Gautam mentioned to me on the phone some of the horrific details that I am sharing with you.
He said that there are 350 inmates crowded into six classrooms in the building with Gautam having to share the room with 35 other inmates, many others sleeping in the corridors and passages. There are only 3 toilets, 7 urinals and a common bating space without a bucket or a mug. He said that the congestion is such that apart from the fear of Covid-19, inmates are prone to skin infections too.
He also said that there is no fresh air as they are mostly locked in with no place to walk or exercise, although he manages to do his yoga as other inmates help to clear some space for him. He said he has lost 2 kg in these three weeks of prolonged quarantine and was wondering how long the authorities would keep him and the other inmates in such inhuman conditions. Taloja jail at present does not seem to have space for new prisoners such as him. Given these circumstances it worries me to think about the extreme health risk that he and other inmates are being exposed to on a daily basis.
He also mentioned how all of them are completely cut off from the outside world as there is no news flowing in or out of this quarantine facility. He wondered about what could be going on in the world outside!
I must say I am truly aghast with what he shared with me yesterday.
Despite these deplorable conditions that he described to me, he sounded well and said that he is trying his best to manage and not wilt under the sheer burden of this ordeal.
I thought I must share this with you since you have often been asking me about his well being . His lawyers and I are trying to see what can be done, although I do believe that it is important for us outside to raise our voice against this kind of inhuman treatment of a political prisoner like Gautam – and in fact all the other BK 11 currently in jail.
You must have also heard regarding Varvara Rao’s terrible and deteriorating health condition inside the jail.
The concerned authorities urgently need to look into this and make necessary amends.
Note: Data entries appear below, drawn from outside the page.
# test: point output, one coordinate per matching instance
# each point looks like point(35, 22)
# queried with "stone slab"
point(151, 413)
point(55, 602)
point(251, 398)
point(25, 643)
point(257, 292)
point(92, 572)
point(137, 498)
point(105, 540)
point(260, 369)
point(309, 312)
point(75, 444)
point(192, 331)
Well, thanks for calling me earlier today.
Salaam,
Sahba.“
According to news reports, Navlakha had been taken to Pune from Delhi’s Tihar jail, and sent to the quarantine facility. Prisoners were to be quarantined before they were shifted to the Taloja central jail. That was three weeks ago.
In April, Gautam Navlakha had written a note after his and scholar activist Anand Teltumbde’s bail applications had been rejected by the Supreme Court. The court had given them a week to surrender to the National Investigation Agency (NIA), which they had. Even at that time he had then written a note and expressed his concerns about the pandemic. That note too was widely shared and reported on.
A crucial excerpt:
“The Indian Prime Minister has likened the challenge posed by Covid-19 pandemic to a state of “national emergency”. Meanwhile, the apex court itself recently intervened in the matter of jail conditions, and issued guidelines to the authorities regarding the overcrowding of jail inmates and the threat posed to the prisoners and detenues, jail staff and other personnel assigned jail duties. This concern remains although no case of Covid19 infection has come from any jail so far, somewhat reassuring for me. However, I am affected by the fear that my near and dear ones harbour about my captivity amidst Covid19.
I cannot help but feel disappointed that the terse order of the Supreme Court on 8th April had no reference to the COVID-19 pandemic, which has overtaken the world, including all of us in India.
However, I can now begin to face the actual legal process, which accompanies cases where provisions of Unlawful Activities (Prevention) Act are invoked. Such Acts turn the normal jurisprudence upside down. No longer is it the axiom that ‘a person is innocent unless proven guilty’. In fact, under such Acts, ‘an accused is guilty unless proven innocent”.